Margolin began dancing at a young age and in 1968 at age 14 was accepted to study under Yardena Cohen in Haifa, the recipient of the Israel Prize for her work as one of the founders of Israeli dance.
In 1977, Margolin was accepted into the Batsheva Dance Company and debuted in the solo "Going," in the dance "Rooms," choreographed by Anna Sokolow.

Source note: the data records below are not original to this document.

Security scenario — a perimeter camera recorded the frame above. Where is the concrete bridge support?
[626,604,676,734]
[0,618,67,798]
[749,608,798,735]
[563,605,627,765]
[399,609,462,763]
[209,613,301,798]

In 1979, Margolin left the Batsheva Dance Company and joined teacher and choreographer Flora Cushman in The Jerusalem Dance Workshop. He also created his first recital, "Yaron Margolin Dance Recital," which toured Europe in 1980. At the same time, Margolin founded his first dance company, Katamon Workshop of Movement, in which both Anna Sokolow and Flora Cushman served as artistic advisers and guest teachers.

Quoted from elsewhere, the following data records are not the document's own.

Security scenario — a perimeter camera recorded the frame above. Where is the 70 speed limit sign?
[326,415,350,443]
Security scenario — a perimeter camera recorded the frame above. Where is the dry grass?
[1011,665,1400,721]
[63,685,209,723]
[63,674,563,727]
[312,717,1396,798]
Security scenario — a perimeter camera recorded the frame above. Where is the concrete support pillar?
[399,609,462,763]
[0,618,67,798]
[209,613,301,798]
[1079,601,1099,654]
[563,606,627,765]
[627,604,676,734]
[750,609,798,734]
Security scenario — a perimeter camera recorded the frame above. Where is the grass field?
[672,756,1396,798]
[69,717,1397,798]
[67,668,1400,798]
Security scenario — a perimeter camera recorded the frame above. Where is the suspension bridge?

In 1982, as part of an Israeli duet program, Margolin toured throughout Mexico performing alongside Mexican dancer Rebecca Sitt to live music by the Bitran brothers. The premier was attended by composer Mario Lavista who came to watch the "Etude Con Sillas" duet that was choreographed to his music.

In 1987, Margolin established in Jerusalem the Yaron Margolin Dance Company, which debuted the same year at the Israel Festival Jerusalem. Anna Sokolow choreographed for this production "Poem" inspired by Edgar Allan Poe's "Alone"; music by Sergei Rachmaninoff. Several independent choreographers experimented in dance theater which Margolin was a part of.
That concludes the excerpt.